Load a table with console logging turned off

This example turns off console logging, sends the output to a file, and sets the log level for the output that goes to that file.

$ ybload -d premdb --username bobr -t match -W --format csv --quiet --logfile load_match_log --logfile-log-level INFO /home/bobr/match.csv 
Password for user bobr: 

$ more load_match_log
2019-01-30 16:00:21.830 [ INFO] <main>  ABOUT CLIENT:
   app.cli_args         = -d premdb --username bobr -t match -W --format csv --quiet --logfile load_match_log --logfile-log-level INFO /home/bobr/match.csv 
   app.name_and_version = ybload version 2.0.0-10711
   java.home            = /usr/lib/jvm/java-8-oracle/jre
   java.version         = 1.8.0_101
   jvm.memory           = 981.50 MB (max=14.22 GB)
   jvm.name_and_version = Java HotSpot(TM) 64-Bit Server VM (build 25.101-b13, mixed mode)
   jvm.options          = -Xmx16g, -Xms1g, -ea, -Dapp.name=ybload, -Dapp.pid=12595, -Dapp.repo=/usr/lib/ybtools/lib, -Dapp.home=/usr/lib/ybtools, -Dbasedir=/usr/lib/ybtools
   jvm.vendor           = Oracle Corporation
   os.name_and_version  = Linux 4.4.0-31-generic (amd64)

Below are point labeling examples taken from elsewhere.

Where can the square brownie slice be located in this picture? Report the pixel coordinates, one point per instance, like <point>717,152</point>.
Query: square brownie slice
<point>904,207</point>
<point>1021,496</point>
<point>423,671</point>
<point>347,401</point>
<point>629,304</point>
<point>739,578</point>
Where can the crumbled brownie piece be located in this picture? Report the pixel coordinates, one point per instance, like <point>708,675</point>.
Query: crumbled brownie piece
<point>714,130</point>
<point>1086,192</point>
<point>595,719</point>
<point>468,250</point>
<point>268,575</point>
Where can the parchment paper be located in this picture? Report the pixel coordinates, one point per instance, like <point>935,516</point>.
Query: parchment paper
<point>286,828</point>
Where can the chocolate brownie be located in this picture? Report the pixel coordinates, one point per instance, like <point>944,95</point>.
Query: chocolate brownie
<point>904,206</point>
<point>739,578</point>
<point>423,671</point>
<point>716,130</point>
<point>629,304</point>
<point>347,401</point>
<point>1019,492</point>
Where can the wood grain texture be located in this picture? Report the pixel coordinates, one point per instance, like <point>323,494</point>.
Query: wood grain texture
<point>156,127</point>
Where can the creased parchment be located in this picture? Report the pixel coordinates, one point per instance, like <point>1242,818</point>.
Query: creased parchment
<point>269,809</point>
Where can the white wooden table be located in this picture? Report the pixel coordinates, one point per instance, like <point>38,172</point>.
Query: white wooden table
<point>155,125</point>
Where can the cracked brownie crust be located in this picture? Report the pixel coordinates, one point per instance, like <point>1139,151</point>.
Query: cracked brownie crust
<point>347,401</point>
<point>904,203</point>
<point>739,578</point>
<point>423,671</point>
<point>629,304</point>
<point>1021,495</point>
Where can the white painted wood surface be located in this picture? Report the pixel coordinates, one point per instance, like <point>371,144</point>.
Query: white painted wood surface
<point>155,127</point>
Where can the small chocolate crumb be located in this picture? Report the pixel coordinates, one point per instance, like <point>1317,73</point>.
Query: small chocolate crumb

2019-01-30 16:00:21.831 [ INFO] <main>  Logfile written to load_match_log
...
2019-01-30 16:00:23.580 [ INFO] <main>  SUCCESSFUL BULK LOAD: Loaded 8606 good rows in   0:00:01 (READ: 179.2KB/s WRITE: 167.5KB/s)

Stop and roll back a load if >3 bad rows are found and log the errors

$ ybload -d premdb --username bobr -t team --max-bad-rows 3 -W --quiet --logfile load_team_log --logfile-log-level error /home/bobr/badteam.csv 
Password for user bobr: 

brumsby@brumsby:~$ more load_team_log
2019-01-30 16:10:46.559 [ERROR] <main>  Unable to separate row into fields for parsing: Too few fields (8 < 9)
Bad row = "4,53,Barnsley,Tykes,Barnsley,Oakwell Stadium,23009,0"
2019-01-30 16:10:46.561 [ERROR] <main>  Unable to separate row into fields for parsing: Too few fields (8 < 9)
Bad row = "18,67,Everton,Toffees,Liverpool,Goodison Park,40221,38.124"
2019-01-30 16:10:46.561 [ERROR] <main>  Unable to separate row into fields for parsing: Too few fields (8 < 9)
Bad row = "31,80,Oldham Athletic,Latics,Oldham,Boundary Park,13309,0"
2019-01-30 16:10:46.562 [ERROR] <main>  Unable to separate row into fields for parsing: Too few fields (8 < 9)
Bad row = "32,81,Portsmouth,Pompey,Portsmouth,Fratton Park,21100,0"
2019-01-30 16:10:46.562 [FATAL] <main>  Number of bad rows exceeded maximum (3)
2019-01-30 16:10:46.620 [FATAL] <main>  FAILED BULK LOAD: Nothing committed

Load a table from a text file with a special escape character

$ ybload -d premdb --username bobr -W -t matchstats --format text --escape-char '/' /home/bobr/premdata/matchstats.txt 
Password for user bobr:
...

Load a table from a pipe-delimited file with literal "null" values

$ ybload -d premdb --username bobr -W -t team --format text --delimiter '|' --nullmarker 'null' /home/bobr/premdata/team2019.txt
Password for user bobr: 
...

Load a table from a CSV file that has an extra field

This example loads a table from a source file that has an extra field at the end of each line, which is removed (not loaded). To achieve this result, the ybload command specifies the --parse-header-line and --on-extra-field remove options.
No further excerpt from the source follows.